Mais un jour, il n’y eut plus de recensements…
Pour la première fois, des bourgmestres flamands …

Puis l’Université la plus vieille d’Europe,
Décida d’employer des moyens pas très propres,

Pour se débarrasser de tous ses fransquillons…
Perdant à tout jamais sa bonne réputation…

Les Fourons s’échangeaient contre Mouscron Comines
Et les facilités se faisaient champ de mines…

Les sages, peu à peu, mouraient, disparaissaient
Et je n’aimais pas tous ceux qui les remplaçaient…

D’autant qu’à chaque fois qu’un nouveau politique
Apparaissait chez nous –facile est la critique-

Je me souviens de ces francophones députés,
Ayant, devant leurs collègues, l’air un peu dépité…

 

Sans pour autant remonter jusqu’aux années cinquante,
Mérite-t-on vraiment ceux qui nous représentent ?

Si nous prenons Machtens –et dois-je en dire plus ?-
Si nous le comparons à ce Leterm’minus,

Cheveux neige d’antan, comme je vous regrette …
Car pour vous, l’équilibre était plus qu’une dette…

Et ne me parlez pas de nos partis wallons :
Même mon père avait l’air bien moins con !

A la Madame « non », la Joëlle Milquet ,
Je préférais encore ce maft de VDB !

J’entends la voix de Cools qui martèle et résonne !
A la place ? Un filet fluet qui… papillonne… :roll:

Et Antoinette au FDF, ce n’était ni Gossuin, ni Maingain !
Et Lagasse ou Outers savaient encore tendre la main !

Jamais, VMO et TAK n’auraient cherché le « bang » :
Les flamands n’avaient pas créés le Vlaams Belang …

Quand Jean Gol pérorait, on comprenait pourquoi !
Reynders, son successeur, c’est la langue de bois !

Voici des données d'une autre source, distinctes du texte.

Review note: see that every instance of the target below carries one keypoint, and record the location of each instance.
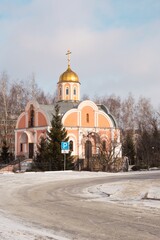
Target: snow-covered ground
(144, 193)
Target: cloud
(113, 50)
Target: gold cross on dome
(68, 54)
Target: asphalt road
(61, 206)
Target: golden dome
(69, 76)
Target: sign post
(64, 150)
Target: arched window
(71, 145)
(74, 91)
(67, 91)
(104, 145)
(87, 117)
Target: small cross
(68, 54)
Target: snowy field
(144, 194)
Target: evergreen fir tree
(55, 136)
(41, 160)
(5, 152)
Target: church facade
(88, 124)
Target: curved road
(59, 204)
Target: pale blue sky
(115, 44)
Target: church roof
(64, 107)
(67, 105)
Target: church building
(88, 124)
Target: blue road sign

J’ai cru, à un moment, au retour de De Haene
Mais ses nombreux mandats lui ont tourné le crâne…

Pour moi, le dernier sage, c’est peut-être Charles Picqué
Grâce à lui, c’est Bruxelles qu’ils n’ont pas pu nous piquer…

J’habite en Flandre, mais suis né et ai grandi à Bruxelles.
Maman est Fraco-Belge,m on père était Ardennais rebelle  ;

Saint Thomas, Saint Boni et l’Isib m’ont éduqué tolérant
Ma Femme, beauté Malinoise, m’aime en flamand.

Pour toute ces raisons, je serai toujours un Belge de cœur,
Refusant d’agresser, de haïr et de montrer certaines rancœurs.

Sauf peut-être, aujourd’hui, en voyant ces faux politiciens
Qui ne pensent qu’à eux et aboient comme des chiens.

Et qui, pour s’enrichir, font de la politique !
Je rêve d’un pays qui, en ces temps critiques,

Se mette tout à coup à repenser honneur et nation,
Oublie son extrémisme, ses plus noires factions,

Et réunisse enfin les partis vraiment démocrates.
Et que l’on tranche et coupe partout « où cela gratte » !

Mais que l’on reconstruise l’image de notre plat pays
Sans que Flamands, Wallons ne se sentent trahis !

C’est le temps d’oublier de crier « schild en vriend » :
On a tous un ami, qui s’appelle Lami ou Devriendt …

 

3bieers.jpg

(c) 2008 Didier SEHA

juillet 4th, 2008 by Didier

Rêves et Fantômes.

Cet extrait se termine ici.